STEP THREE: POLISHING SKETCHES FOR PRESENTATION. My rule of thumb is to pick three ideas and really roll with them to polish a bit for presentation. Though it is good to have more than three ideas! If more than three are presented though, I feel like there’s too much opportunity for clients to try and mish-mash all the options (which might cause a convoluted image comprised of five ideas from five sketches. In the case all three fail, you have other ideas to send that they might actually like better. Others may say that sketches have to look even more polished than this! I write them a brief+core idea blurb as well. I send these over and wait for their decision!
STEP FOUR: BUILDING FROM A SKETCH OR A “DRAFT”. At this point, a desired idea has been chosen. Sometimes, you don’t get so lucky the first time and have to generate more ideas and look/build from your brainstorm again. This has happened twice or three times out of the 31 I’ve done for them! Interestingly, sometimes ideas that don’t make my top 3 end up getting chosen and approved, so don’t feel discouraged!
As you can see, the fruit of knowledge concept is the one that was liked best. This is also the one I wanted to do the most out of the three! I thought it would be fun if we had weird technologically enhanced fruit that would upload new knowings straight into your brain (indicated as being stored in folders like on a computer that you can just access and view). The books I wanted to look like birds or something, to just up-the-anty on the fairytale like vibe. Though a little more hostile, they don’t want to be abandoned in the new times.
For this project my timeline was sketch, draft, final in a few days a part. I made my drafts very close to the final so that the final would just have to be any tweaks and an over all cleaner look.

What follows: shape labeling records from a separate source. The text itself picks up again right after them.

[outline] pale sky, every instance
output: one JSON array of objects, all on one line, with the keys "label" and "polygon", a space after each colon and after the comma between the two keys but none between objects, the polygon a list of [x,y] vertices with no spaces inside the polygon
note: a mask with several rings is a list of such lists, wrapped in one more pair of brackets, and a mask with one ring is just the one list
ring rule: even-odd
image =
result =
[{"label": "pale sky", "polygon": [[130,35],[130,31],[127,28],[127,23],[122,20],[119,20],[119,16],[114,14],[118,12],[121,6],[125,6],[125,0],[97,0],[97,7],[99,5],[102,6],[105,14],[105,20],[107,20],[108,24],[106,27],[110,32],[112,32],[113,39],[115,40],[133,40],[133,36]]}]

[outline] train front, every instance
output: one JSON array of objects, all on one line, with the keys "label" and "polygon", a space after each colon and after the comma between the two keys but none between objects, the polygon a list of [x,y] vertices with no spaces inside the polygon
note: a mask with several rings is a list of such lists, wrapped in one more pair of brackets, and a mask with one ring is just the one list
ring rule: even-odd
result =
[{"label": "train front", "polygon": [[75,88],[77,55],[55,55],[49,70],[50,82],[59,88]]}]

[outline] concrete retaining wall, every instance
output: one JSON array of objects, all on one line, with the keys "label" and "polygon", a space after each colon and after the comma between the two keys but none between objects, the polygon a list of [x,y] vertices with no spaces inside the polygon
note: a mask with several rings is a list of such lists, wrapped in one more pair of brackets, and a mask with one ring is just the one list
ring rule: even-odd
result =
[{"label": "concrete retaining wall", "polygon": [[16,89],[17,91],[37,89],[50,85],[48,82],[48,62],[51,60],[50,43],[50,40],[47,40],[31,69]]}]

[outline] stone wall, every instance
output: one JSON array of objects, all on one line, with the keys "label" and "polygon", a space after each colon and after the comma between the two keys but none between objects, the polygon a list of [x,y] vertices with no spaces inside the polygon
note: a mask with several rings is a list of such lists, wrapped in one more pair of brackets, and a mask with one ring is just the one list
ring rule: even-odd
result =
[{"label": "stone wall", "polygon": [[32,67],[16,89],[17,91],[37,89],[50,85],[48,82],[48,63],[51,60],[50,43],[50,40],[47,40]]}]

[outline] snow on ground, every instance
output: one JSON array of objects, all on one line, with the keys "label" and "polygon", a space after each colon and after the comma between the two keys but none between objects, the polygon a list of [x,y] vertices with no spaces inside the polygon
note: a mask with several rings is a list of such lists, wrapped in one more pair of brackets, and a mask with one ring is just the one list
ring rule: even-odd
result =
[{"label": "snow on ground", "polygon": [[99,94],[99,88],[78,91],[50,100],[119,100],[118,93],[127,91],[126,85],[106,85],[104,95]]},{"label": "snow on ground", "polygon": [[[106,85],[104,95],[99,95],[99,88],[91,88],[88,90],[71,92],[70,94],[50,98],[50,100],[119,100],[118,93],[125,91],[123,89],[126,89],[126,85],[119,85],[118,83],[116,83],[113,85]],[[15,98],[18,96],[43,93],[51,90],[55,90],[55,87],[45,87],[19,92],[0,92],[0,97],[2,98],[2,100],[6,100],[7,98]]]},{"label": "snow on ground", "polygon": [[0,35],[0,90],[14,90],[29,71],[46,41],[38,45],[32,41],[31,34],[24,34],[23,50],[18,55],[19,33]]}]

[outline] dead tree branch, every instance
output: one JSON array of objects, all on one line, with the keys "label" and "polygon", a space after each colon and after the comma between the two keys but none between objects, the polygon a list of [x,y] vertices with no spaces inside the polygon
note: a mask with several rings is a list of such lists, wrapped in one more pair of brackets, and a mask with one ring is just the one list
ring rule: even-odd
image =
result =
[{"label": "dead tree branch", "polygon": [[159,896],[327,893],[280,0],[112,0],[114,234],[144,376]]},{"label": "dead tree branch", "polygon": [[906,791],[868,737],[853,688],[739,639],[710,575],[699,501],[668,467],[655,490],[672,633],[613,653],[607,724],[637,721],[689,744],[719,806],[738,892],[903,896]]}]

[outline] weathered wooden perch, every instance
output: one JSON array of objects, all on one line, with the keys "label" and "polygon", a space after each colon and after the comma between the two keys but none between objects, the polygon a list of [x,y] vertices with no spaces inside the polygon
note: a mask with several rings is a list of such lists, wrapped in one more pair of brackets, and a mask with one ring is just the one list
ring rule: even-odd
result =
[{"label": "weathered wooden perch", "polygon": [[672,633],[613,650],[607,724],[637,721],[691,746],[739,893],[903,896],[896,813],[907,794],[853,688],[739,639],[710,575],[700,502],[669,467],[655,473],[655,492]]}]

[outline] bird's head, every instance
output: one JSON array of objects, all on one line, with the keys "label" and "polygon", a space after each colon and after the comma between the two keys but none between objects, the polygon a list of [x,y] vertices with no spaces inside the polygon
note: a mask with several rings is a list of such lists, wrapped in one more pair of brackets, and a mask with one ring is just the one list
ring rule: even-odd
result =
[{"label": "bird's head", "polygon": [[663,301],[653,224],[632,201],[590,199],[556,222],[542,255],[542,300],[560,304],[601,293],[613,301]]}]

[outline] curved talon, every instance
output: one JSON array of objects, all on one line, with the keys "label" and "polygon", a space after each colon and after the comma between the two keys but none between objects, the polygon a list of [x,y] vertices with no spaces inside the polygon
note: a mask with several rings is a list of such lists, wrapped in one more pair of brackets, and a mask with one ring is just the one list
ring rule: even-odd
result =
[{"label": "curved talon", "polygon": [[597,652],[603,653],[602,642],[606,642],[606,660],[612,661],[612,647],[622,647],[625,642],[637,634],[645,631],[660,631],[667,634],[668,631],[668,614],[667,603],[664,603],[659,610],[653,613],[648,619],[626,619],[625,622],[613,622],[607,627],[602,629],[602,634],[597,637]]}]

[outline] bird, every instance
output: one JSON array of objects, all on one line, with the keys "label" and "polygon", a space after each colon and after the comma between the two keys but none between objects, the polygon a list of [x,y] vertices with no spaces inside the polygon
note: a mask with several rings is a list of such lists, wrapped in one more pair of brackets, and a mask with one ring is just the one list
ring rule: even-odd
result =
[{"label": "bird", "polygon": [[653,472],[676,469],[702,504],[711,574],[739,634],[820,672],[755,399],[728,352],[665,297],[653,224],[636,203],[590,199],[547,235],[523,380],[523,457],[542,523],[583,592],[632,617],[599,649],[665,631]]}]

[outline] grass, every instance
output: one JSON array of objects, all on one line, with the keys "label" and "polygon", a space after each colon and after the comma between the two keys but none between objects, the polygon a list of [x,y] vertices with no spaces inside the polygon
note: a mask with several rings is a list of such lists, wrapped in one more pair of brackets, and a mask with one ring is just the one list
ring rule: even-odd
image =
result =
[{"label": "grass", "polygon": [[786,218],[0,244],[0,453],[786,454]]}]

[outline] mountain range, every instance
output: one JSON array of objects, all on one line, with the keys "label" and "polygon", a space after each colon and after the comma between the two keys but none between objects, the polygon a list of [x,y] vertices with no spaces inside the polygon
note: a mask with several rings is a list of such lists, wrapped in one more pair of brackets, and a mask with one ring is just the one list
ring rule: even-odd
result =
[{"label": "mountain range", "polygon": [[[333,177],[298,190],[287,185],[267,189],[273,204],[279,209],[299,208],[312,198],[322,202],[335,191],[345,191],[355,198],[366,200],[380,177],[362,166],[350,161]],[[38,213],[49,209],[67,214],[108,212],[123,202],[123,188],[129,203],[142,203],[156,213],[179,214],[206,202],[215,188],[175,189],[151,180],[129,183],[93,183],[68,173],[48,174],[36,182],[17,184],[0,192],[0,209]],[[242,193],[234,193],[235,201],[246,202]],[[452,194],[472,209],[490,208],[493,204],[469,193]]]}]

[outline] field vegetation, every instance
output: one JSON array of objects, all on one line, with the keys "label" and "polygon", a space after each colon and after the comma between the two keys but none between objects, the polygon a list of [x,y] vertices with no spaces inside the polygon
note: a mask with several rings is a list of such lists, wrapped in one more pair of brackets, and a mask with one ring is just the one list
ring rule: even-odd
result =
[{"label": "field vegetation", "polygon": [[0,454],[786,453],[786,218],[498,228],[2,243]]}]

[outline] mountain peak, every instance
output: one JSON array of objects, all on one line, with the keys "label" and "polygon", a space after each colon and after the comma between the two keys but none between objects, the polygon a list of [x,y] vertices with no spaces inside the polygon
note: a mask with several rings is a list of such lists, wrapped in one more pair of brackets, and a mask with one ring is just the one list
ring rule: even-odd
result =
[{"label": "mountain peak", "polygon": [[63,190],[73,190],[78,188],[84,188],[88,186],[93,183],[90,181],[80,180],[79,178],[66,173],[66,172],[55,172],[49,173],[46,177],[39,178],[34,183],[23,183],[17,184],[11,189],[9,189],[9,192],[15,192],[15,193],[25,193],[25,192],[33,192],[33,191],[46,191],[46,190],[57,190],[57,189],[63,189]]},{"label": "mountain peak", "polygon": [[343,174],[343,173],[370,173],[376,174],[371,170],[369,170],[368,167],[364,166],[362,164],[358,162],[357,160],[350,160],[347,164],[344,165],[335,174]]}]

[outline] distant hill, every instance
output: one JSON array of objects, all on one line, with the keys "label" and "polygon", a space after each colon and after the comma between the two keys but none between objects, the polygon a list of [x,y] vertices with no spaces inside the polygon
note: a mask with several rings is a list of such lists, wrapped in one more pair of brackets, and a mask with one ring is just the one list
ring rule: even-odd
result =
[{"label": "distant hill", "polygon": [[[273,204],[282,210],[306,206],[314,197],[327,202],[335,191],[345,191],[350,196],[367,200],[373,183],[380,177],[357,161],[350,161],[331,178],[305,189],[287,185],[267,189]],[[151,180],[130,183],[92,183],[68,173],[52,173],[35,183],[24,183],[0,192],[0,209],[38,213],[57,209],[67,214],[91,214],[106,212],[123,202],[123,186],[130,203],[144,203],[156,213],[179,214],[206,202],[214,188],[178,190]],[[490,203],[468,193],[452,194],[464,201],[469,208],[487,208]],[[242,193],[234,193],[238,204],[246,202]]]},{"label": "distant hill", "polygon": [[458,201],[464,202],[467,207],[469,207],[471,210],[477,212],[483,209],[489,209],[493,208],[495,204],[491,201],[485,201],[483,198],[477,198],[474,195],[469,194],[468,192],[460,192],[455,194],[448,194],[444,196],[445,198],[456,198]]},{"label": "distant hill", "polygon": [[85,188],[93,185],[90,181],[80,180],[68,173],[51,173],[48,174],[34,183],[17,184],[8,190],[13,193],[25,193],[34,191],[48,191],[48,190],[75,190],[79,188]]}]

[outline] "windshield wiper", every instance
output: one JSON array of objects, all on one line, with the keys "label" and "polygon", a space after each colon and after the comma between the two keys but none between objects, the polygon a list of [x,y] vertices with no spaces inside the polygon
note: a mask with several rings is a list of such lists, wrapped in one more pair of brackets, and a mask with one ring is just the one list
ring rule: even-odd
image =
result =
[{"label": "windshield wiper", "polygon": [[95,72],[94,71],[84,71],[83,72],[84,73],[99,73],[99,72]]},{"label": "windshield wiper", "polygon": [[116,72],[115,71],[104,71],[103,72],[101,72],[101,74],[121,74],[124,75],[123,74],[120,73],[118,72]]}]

STEP FIVE: THE FINAL! In an ideal world working on the final is just polishing things up, adding some little special touches and tweaking anything the client pointed out. In University, especially during my thesis, this was rarely the case. However, I’m glad to say that during this project that ideal scenario was mostly the case! Luckily for this project, the colour scheme was already decided and it was a matter of just places what colours where.
I don’t think my process is especially unique nor is this always how I make things. Especially for personal work, things happen more organically and on a whim.